A storm system with a history of violence pushed through the D.C. region early Tuesday morning, downing trees with its powerful wind gusts of up to 60 mph, before leaving around 5:30 a.m. While the heaviest rain and a few thunderstorms hit around 4:30 a.m., the rain will continue afterward and patches of flooding and downed boughs are becoming an issue during the morning commute.
Here's a rundown of the latest storm-related damage and closures:
UPDATE (11:05 a.m.): A few thousand people in the region are still without power this morning. Pepco has 1,153 customers out of power in Montgomery County, 101 in Prince George's County and 48 in Washington. 425 customers of Dominion Power in Northern Virginia are also in the dark.
UPDATE (9:54 a.m.): ABC 7 photographer Irene Johnson sent in this photo of a tree that came down onto a home:
UPDATE 7:56: Check out these pictures of how this morning's storm brought down a huge tree on the National Mall.
UPDATE 7:46: Classes at Jefferson Middle School are cancelled due to a power outage.
UPDATE 6:43: Watch ABC7's latest report:
UPDATE 6:12: Eastern Avenue at Minnesota Avenue is closed due to high water.
UPDATE 5:22: A man was injured when a tree fell on his car in Chevy Chase. Read more.
For more on the storm, check out ABC7's morning report:
By yesterday evening, a squall line stretching 900 miles from Louisiana to Ohio was chewing up the gut of the country. An auto plant in Christian, Ky., took a direct hit from a tornado that shattered the aluminum structure and injured seven workers, including one dude operating a forklift who was thrown into a wall. Roofs were ripped open and a water-system building was damaged in Tensas, La. Fierce winds knocked a mobile home off its base and injured two men “inside a chicken house” in Hempstead, Ark. Etc., etc.
The potential for damaging winds around D.C. has decreased since the initial forecast Monday. But a jet streak – a fast-moving current in the larger jet stream – is racing by not too far above us, and some of those speedy winds could mix down to the ground, knocking down branches and possibly blowing around a few airborne bunnies. That the strongest portion of the storm will pass through D.C. in the dark, cool hours takes some of the punch out of this system. But unfortunately for light sleepers, it could still have some woof.
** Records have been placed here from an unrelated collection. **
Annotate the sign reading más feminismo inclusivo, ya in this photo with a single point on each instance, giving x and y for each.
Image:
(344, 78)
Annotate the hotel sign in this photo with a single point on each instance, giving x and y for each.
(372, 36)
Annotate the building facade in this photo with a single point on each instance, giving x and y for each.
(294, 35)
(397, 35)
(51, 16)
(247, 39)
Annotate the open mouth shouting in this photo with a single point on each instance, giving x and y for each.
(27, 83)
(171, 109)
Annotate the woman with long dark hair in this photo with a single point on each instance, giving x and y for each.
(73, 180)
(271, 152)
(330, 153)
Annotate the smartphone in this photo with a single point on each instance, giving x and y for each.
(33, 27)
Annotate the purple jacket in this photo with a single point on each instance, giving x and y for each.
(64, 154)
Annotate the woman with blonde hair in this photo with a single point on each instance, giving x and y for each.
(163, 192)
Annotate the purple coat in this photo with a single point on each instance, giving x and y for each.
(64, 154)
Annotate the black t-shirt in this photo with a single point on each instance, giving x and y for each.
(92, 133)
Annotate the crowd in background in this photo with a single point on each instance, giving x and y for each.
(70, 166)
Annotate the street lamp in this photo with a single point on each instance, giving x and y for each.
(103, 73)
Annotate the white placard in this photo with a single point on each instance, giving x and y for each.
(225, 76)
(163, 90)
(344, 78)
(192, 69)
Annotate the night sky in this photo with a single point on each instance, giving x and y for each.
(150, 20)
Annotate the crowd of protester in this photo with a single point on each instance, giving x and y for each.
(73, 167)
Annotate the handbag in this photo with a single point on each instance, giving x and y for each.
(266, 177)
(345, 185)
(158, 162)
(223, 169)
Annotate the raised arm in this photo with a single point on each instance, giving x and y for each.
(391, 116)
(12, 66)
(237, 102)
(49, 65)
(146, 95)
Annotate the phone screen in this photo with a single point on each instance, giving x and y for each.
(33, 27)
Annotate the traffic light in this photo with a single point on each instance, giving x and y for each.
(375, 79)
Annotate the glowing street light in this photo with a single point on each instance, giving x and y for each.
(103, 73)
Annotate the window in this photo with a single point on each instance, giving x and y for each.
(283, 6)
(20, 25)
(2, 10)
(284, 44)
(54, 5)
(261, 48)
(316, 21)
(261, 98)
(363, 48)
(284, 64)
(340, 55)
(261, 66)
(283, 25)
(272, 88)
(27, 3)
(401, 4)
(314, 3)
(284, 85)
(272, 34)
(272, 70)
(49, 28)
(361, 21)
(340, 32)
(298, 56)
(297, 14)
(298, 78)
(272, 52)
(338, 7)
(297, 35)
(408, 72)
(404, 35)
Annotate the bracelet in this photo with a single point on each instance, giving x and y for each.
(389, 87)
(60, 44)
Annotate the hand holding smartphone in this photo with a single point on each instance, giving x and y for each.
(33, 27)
“If people don’t live near a bowling alley it may sound like they do around 4 a.m.,” says ABC7 senior meteorologist Bob Ryan. “There’s likely to be a lot of blurry eyes in the morning.”
A cool rain is expected to fall into the early afternoon as temperatures plummet in the wake of a cold front. Goodbye, record high temperatures (84 at Dulles and 86 at BWI) – welcome back to the cheerless 50s.